Prove that the group $\langle U\rangle\leq G$ is open and closed in $G \subset GL_n\mathbb R$.

Question

Let $G \subset GL_n\mathbb{R}$ be a closed subgroup and $U \subset G$ open with respect to the subspace topology. Prove that the group $\langle U \rangle$ generated by $U$, i.e. the smallest subgroup of $G$ containing $U$, is open and closed in $G$.

Answer 1

If $U=\emptyset$, then $\langle U\rangle=\{e\}$ need not be open in $G$. So assume $U$ is a non-empty open subset of $G$.

Step 1: $\langle U\rangle $ is open in $G$. As is well-known, $\langle U\rangle $ is the intersection of all subgroups of $G$ containing $U$. But it is also given by $$ \langle U\rangle =\{g_1\cdots g_n\,;\, n\geq 1, g_j\in S=U\cup U^{-1}\}=\bigcup_{n\geq 1}\bigcup_{g\in S^{n-1}}gS $$ where $S^0=\{e\}$. Since $U^{-1}$ is homeomorphic to $U$ under $g\longmapsto g^{-1}$, it is open, whence $S$ is open.
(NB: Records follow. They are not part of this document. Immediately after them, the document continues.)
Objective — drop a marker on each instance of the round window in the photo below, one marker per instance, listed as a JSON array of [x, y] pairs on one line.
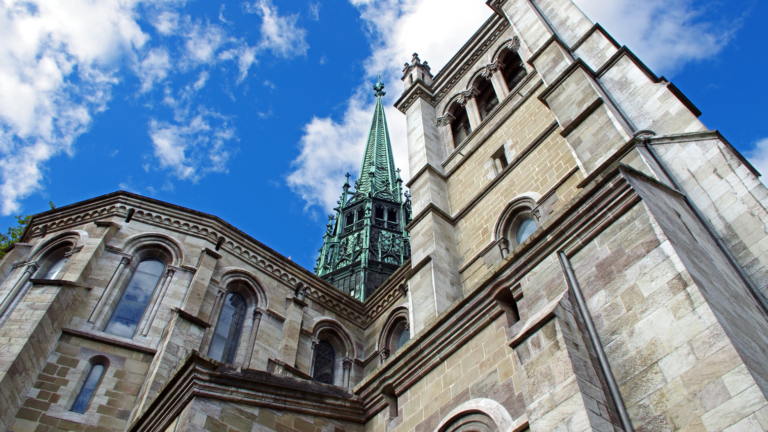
[[525, 229]]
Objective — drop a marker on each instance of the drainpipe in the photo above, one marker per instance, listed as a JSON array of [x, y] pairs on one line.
[[613, 388], [704, 221]]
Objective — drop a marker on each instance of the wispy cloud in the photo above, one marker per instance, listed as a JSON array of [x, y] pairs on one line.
[[758, 157], [194, 147], [665, 33], [60, 60], [314, 10], [280, 34]]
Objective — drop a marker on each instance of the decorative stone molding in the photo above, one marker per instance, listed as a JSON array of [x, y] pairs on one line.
[[445, 120], [466, 95], [416, 63], [491, 68]]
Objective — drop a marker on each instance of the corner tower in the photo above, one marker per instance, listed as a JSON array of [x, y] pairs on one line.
[[365, 241]]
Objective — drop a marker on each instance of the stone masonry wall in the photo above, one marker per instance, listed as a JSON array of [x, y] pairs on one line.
[[47, 405]]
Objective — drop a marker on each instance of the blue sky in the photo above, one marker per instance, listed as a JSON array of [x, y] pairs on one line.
[[253, 111]]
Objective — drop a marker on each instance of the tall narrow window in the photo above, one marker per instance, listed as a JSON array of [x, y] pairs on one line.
[[325, 357], [55, 268], [402, 338], [228, 329], [525, 229], [88, 389], [132, 304]]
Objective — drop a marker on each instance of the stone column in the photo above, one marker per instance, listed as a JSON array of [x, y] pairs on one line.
[[257, 313], [347, 365], [433, 244], [79, 265], [30, 269], [168, 278], [194, 300], [467, 100], [446, 134], [496, 76], [124, 261], [289, 341]]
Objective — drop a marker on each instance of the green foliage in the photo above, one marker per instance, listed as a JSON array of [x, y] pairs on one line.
[[15, 232]]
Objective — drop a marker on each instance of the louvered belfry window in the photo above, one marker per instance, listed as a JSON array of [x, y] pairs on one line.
[[325, 357], [228, 329]]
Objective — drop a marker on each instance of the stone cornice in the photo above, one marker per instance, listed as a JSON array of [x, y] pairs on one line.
[[418, 89], [200, 376], [204, 226], [468, 55], [601, 203], [108, 339]]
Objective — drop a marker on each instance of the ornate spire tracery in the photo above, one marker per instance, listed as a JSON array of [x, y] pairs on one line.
[[366, 241]]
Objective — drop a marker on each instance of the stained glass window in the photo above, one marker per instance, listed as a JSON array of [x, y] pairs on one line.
[[55, 268], [228, 329], [89, 387], [402, 338], [325, 357], [525, 229], [132, 304]]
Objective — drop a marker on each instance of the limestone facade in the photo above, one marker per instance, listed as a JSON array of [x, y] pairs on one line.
[[585, 255]]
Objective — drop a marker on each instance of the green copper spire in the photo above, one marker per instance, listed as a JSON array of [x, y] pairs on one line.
[[365, 241], [378, 168]]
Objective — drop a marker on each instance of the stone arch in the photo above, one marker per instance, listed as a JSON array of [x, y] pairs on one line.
[[483, 409], [511, 44], [229, 275], [174, 252], [77, 238], [397, 315], [527, 200], [322, 325]]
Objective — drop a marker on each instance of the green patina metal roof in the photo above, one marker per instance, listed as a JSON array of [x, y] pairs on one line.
[[378, 161], [365, 241]]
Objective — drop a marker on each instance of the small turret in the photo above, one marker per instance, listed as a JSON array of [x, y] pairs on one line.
[[416, 71]]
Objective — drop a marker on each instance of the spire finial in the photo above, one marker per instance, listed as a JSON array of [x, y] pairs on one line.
[[379, 87]]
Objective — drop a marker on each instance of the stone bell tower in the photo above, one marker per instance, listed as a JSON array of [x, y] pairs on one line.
[[365, 241]]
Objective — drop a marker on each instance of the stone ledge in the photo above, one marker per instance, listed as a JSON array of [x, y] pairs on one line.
[[108, 339]]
Thus $gS$ is open for every $g$ since it is homeomorphic to $S$ under $h\longmapsto gh$ whose inverse is $h\longmapsto g^{-1}h$. Therefore $\langle U\rangle$ is open as union of open sets.

Step 2: in general, every open subgroup $H$ of a topological group $G$ is also closed. Indeed, take $\{g_i\,;\, i\in I\}$ a system of representatives for all the nontrivial left cosets $gH$ of $G/H$. Then the complement of $H$ in $G$ $$ G\setminus H=\bigcup_{i\in I}g_iH $$ is open since every $g_iH$ is homeomorphic to $H$, whence open. So $H$ is closed.

Note: any subgroup $G$ of the topological group $GL_n(\mathbb{R})$ is a topological group with respect to the induced topology. So it suffices to assume $U$ is open in $G$ with respect to that topology for the above argument to work. We do not need to assume that $G$ be closed. But if we do, it follows that moreover $\langle U\rangle$ is closed in $GL_n(\mathbb{R})$.

Note: if $G$ is connected, it follows that $\langle U\rangle =G$ for every non-empty open subset $U$ of $G$.